Hippocampal β2‑microglobulin mediates sepsis‑induced cognitive impairment.

Abstract

Acute brain dysfunction is a frequent complication in sepsis patients and is associated with long‑term neurocognitive consequences and increased mortality, yet the underlying mechanism remains unclear. Emerging evidence has suggested that β2‑microglobulin [a component of major histocompatibility complex (MHC) classI molecules] is involved in cognitive dysfunction in various neurological diseases. Therefore, the present study tested the hypothesis that β2‑microglobulin in the brain also mediates sepsis‑induced cognitive impairment.

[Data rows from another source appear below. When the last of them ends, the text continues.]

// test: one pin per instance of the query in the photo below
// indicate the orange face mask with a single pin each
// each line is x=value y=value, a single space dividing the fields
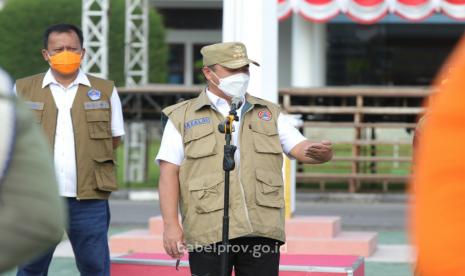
x=65 y=62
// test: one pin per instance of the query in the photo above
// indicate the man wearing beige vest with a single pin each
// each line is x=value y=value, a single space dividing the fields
x=192 y=176
x=82 y=119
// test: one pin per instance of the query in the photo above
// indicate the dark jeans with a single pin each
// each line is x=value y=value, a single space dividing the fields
x=88 y=234
x=250 y=256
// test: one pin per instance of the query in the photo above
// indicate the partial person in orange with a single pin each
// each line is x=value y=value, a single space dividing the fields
x=437 y=213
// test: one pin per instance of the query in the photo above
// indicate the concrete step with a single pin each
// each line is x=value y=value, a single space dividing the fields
x=346 y=243
x=136 y=241
x=313 y=227
x=303 y=226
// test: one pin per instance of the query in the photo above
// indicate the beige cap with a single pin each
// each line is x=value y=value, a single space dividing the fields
x=231 y=55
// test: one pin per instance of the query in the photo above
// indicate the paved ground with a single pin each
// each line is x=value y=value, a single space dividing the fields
x=387 y=218
x=356 y=215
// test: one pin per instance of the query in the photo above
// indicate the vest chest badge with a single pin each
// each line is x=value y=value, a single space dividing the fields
x=264 y=115
x=94 y=94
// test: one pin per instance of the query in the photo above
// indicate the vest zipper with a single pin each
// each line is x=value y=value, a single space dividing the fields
x=238 y=176
x=75 y=154
x=239 y=170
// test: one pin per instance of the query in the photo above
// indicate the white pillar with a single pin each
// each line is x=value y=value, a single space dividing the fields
x=308 y=53
x=255 y=23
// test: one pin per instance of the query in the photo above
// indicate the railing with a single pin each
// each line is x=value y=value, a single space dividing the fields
x=361 y=111
x=364 y=110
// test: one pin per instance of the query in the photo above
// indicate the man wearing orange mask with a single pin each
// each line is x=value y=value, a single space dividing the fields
x=82 y=118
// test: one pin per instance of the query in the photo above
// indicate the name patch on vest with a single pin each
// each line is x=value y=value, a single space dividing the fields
x=35 y=105
x=97 y=105
x=197 y=122
x=94 y=94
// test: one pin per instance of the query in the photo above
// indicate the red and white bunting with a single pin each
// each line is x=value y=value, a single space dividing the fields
x=371 y=11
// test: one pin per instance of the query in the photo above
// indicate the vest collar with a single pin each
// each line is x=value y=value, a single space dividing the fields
x=201 y=101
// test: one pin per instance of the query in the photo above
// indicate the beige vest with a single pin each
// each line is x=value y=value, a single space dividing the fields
x=92 y=131
x=256 y=188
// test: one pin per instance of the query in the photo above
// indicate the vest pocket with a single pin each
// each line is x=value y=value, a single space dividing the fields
x=265 y=137
x=269 y=191
x=98 y=122
x=105 y=174
x=207 y=193
x=199 y=142
x=38 y=115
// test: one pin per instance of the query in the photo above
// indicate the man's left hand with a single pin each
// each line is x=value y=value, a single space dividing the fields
x=320 y=152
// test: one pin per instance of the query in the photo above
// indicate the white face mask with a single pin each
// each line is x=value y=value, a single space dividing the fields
x=234 y=85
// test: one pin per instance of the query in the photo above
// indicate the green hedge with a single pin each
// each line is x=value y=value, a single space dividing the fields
x=22 y=23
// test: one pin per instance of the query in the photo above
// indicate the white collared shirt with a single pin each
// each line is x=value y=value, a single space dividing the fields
x=172 y=146
x=64 y=148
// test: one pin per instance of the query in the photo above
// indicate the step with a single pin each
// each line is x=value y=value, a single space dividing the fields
x=136 y=241
x=290 y=265
x=313 y=227
x=346 y=243
x=302 y=226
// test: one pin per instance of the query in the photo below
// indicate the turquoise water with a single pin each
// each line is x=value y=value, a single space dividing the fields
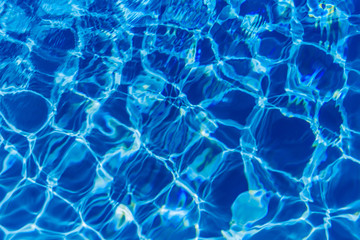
x=213 y=119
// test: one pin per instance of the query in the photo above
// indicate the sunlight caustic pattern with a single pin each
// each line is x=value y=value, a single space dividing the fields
x=204 y=119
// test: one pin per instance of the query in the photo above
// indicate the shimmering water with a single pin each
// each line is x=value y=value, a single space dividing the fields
x=179 y=119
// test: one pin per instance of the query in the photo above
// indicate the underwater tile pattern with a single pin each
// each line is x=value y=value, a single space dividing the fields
x=179 y=119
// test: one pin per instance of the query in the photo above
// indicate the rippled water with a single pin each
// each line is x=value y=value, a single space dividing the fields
x=213 y=119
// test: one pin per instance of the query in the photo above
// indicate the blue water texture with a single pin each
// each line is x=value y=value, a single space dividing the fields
x=180 y=119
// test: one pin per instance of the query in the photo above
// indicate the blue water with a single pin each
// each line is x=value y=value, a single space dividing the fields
x=179 y=119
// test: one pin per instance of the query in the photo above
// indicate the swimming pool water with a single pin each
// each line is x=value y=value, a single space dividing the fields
x=179 y=119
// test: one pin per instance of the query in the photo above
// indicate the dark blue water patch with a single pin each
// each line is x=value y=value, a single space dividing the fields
x=316 y=64
x=116 y=106
x=285 y=143
x=97 y=211
x=339 y=230
x=171 y=66
x=300 y=229
x=43 y=64
x=330 y=116
x=331 y=155
x=277 y=81
x=342 y=187
x=274 y=45
x=202 y=154
x=228 y=135
x=42 y=84
x=71 y=111
x=352 y=109
x=57 y=221
x=294 y=104
x=130 y=232
x=201 y=86
x=106 y=137
x=169 y=136
x=290 y=209
x=11 y=168
x=97 y=22
x=226 y=188
x=10 y=50
x=353 y=81
x=54 y=143
x=148 y=178
x=178 y=40
x=23 y=207
x=176 y=198
x=20 y=142
x=131 y=70
x=99 y=44
x=254 y=7
x=26 y=111
x=204 y=53
x=235 y=105
x=59 y=40
x=273 y=205
x=212 y=222
x=352 y=51
x=220 y=35
x=74 y=184
x=285 y=185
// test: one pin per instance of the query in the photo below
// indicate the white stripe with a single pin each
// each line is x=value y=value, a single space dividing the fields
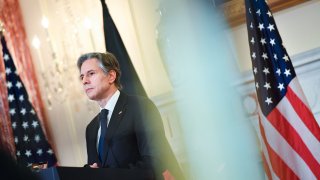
x=266 y=155
x=284 y=150
x=307 y=137
x=296 y=88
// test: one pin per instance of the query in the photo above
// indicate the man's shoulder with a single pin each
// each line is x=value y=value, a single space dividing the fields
x=93 y=122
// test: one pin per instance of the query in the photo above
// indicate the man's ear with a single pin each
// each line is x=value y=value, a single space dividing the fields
x=112 y=76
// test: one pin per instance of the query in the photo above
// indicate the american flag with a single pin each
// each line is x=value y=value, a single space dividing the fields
x=31 y=144
x=290 y=134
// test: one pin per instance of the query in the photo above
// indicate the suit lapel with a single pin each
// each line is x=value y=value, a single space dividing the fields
x=115 y=120
x=95 y=129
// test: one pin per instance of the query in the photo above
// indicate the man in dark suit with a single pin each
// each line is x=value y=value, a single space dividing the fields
x=128 y=132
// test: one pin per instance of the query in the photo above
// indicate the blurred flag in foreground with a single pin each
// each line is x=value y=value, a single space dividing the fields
x=290 y=134
x=31 y=144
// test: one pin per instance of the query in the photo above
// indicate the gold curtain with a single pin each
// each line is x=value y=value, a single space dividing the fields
x=17 y=42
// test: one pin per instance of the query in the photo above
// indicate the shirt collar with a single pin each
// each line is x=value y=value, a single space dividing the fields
x=112 y=101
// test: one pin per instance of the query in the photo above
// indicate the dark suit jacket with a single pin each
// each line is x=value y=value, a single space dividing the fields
x=135 y=138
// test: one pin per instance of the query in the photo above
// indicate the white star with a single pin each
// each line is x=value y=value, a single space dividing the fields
x=269 y=13
x=263 y=41
x=12 y=111
x=267 y=86
x=278 y=71
x=14 y=125
x=37 y=138
x=281 y=86
x=39 y=152
x=264 y=56
x=25 y=125
x=35 y=124
x=6 y=57
x=272 y=42
x=21 y=98
x=23 y=111
x=287 y=72
x=253 y=55
x=18 y=85
x=9 y=84
x=268 y=101
x=8 y=71
x=261 y=26
x=28 y=153
x=252 y=40
x=25 y=138
x=271 y=27
x=258 y=12
x=50 y=151
x=286 y=58
x=10 y=98
x=266 y=71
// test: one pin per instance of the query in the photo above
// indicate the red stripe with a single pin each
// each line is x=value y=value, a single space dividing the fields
x=279 y=167
x=304 y=113
x=281 y=124
x=266 y=167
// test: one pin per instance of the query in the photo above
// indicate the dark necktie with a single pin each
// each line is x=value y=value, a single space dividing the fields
x=103 y=118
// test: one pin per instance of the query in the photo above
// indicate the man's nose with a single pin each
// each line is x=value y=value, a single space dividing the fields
x=85 y=80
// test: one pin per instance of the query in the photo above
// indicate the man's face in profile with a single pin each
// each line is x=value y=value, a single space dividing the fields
x=95 y=82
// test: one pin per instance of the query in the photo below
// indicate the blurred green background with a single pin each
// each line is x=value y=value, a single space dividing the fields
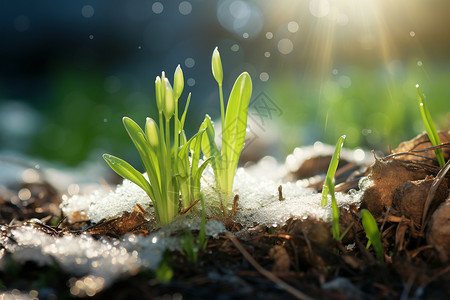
x=69 y=71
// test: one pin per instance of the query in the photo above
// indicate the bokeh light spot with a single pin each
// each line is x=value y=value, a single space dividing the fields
x=24 y=194
x=285 y=46
x=235 y=48
x=87 y=11
x=189 y=62
x=191 y=81
x=185 y=8
x=319 y=8
x=264 y=76
x=157 y=7
x=293 y=27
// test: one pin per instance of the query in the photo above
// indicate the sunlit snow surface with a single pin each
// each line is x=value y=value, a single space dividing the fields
x=98 y=263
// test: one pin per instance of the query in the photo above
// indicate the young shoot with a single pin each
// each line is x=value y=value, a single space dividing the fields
x=332 y=170
x=429 y=126
x=372 y=233
x=234 y=125
x=328 y=187
x=168 y=167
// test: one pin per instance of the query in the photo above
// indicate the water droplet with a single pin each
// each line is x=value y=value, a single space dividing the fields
x=87 y=11
x=157 y=7
x=293 y=27
x=264 y=76
x=189 y=62
x=285 y=46
x=185 y=8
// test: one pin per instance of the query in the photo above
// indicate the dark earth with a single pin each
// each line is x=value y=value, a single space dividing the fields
x=301 y=260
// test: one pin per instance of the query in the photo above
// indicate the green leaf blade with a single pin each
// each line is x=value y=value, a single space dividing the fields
x=332 y=170
x=429 y=126
x=236 y=122
x=372 y=232
x=126 y=171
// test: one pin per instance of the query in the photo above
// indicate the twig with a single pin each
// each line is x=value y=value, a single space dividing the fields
x=437 y=181
x=291 y=290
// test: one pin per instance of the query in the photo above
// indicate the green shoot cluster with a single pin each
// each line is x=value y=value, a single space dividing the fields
x=234 y=125
x=172 y=162
x=429 y=126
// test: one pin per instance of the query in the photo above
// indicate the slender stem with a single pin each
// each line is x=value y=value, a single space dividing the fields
x=224 y=150
x=176 y=136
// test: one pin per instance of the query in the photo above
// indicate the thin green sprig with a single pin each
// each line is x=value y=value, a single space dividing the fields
x=372 y=233
x=332 y=170
x=328 y=188
x=429 y=126
x=234 y=125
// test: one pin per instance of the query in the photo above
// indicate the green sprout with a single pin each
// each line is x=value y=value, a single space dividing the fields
x=372 y=233
x=328 y=187
x=192 y=247
x=234 y=125
x=168 y=166
x=429 y=126
x=332 y=170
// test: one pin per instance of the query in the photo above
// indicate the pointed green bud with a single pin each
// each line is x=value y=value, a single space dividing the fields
x=151 y=131
x=159 y=94
x=216 y=65
x=178 y=82
x=169 y=100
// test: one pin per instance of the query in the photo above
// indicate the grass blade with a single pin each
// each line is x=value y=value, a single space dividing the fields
x=429 y=126
x=125 y=170
x=332 y=170
x=236 y=123
x=372 y=232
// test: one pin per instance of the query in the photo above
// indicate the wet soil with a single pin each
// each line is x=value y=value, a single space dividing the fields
x=409 y=199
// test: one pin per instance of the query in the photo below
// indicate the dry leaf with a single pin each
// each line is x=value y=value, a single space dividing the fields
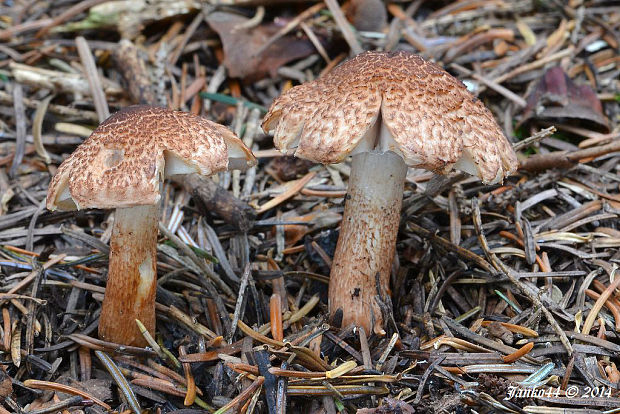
x=557 y=96
x=241 y=44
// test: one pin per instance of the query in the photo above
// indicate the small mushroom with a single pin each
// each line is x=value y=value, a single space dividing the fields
x=121 y=166
x=389 y=111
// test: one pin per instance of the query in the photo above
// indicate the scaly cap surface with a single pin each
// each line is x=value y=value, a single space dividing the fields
x=123 y=161
x=434 y=122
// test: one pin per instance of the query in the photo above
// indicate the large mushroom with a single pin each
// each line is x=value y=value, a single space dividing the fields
x=121 y=166
x=389 y=111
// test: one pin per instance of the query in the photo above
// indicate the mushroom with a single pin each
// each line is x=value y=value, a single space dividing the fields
x=121 y=166
x=389 y=111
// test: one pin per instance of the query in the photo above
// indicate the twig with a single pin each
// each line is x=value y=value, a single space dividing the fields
x=499 y=265
x=99 y=98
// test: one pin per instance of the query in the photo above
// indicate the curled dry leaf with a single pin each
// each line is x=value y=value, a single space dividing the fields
x=557 y=97
x=240 y=45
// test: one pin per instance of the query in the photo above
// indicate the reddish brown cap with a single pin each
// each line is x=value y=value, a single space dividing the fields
x=427 y=116
x=122 y=163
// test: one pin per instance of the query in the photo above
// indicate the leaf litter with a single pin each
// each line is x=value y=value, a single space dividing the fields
x=504 y=297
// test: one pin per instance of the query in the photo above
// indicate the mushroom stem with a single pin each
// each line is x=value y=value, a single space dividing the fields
x=132 y=276
x=366 y=245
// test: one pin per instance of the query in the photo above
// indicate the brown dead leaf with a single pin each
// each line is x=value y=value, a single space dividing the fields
x=497 y=330
x=367 y=15
x=390 y=405
x=240 y=46
x=557 y=97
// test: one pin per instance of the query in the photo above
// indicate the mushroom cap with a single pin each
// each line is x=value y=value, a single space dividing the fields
x=122 y=163
x=434 y=121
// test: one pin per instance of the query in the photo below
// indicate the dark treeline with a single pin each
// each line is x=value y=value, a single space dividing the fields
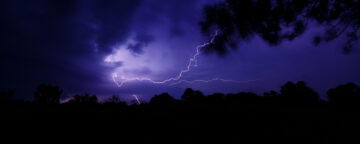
x=296 y=114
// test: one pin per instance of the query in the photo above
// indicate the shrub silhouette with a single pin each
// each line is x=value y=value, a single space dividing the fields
x=293 y=115
x=47 y=94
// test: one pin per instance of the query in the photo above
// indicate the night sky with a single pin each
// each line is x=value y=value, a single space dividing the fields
x=80 y=44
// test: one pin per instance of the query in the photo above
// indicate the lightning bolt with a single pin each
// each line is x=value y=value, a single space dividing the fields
x=192 y=62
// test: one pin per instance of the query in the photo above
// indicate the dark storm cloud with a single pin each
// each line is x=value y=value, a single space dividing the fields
x=140 y=42
x=45 y=41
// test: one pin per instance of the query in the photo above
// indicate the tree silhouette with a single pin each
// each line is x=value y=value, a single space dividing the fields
x=84 y=99
x=344 y=94
x=299 y=92
x=278 y=20
x=47 y=94
x=162 y=99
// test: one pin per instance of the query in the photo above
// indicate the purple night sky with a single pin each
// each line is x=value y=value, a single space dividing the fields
x=79 y=45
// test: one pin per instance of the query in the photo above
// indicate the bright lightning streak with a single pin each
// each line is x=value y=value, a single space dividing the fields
x=211 y=80
x=192 y=62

In the present study, wild‑type and antigen processing 1 (Tap1)‑deficient mice (Tap1‑/‑) were subjected to cecal ligation and puncture (CLP). Survival rate, cognitive function, and biochemical analysis were performed at the indicated time points. The data revealed that CLP induced anxiety‑like behavior and impaired hippocampal‑dependent contextual memory in wild‑type mice, which was accompanied by hippocampal microglial activation, increased level of interleukin‑1β, and decreased concentrations of brain derived neurotrophic factor and postsynaptic density protein 95. Notably, it was demonstrated that Tap1‑/‑ mice with reduced cell surface expression of MHCI protected mice from anxiety‑like behavior and impaired hippocampal‑dependent contextual memory and reversed most of these biochemical parameters following sepsis development. In summary, the results of the present study suggest that β2‑microglobulin negatively regulates cognitive impairment in an animal model of sepsis induced by CLP.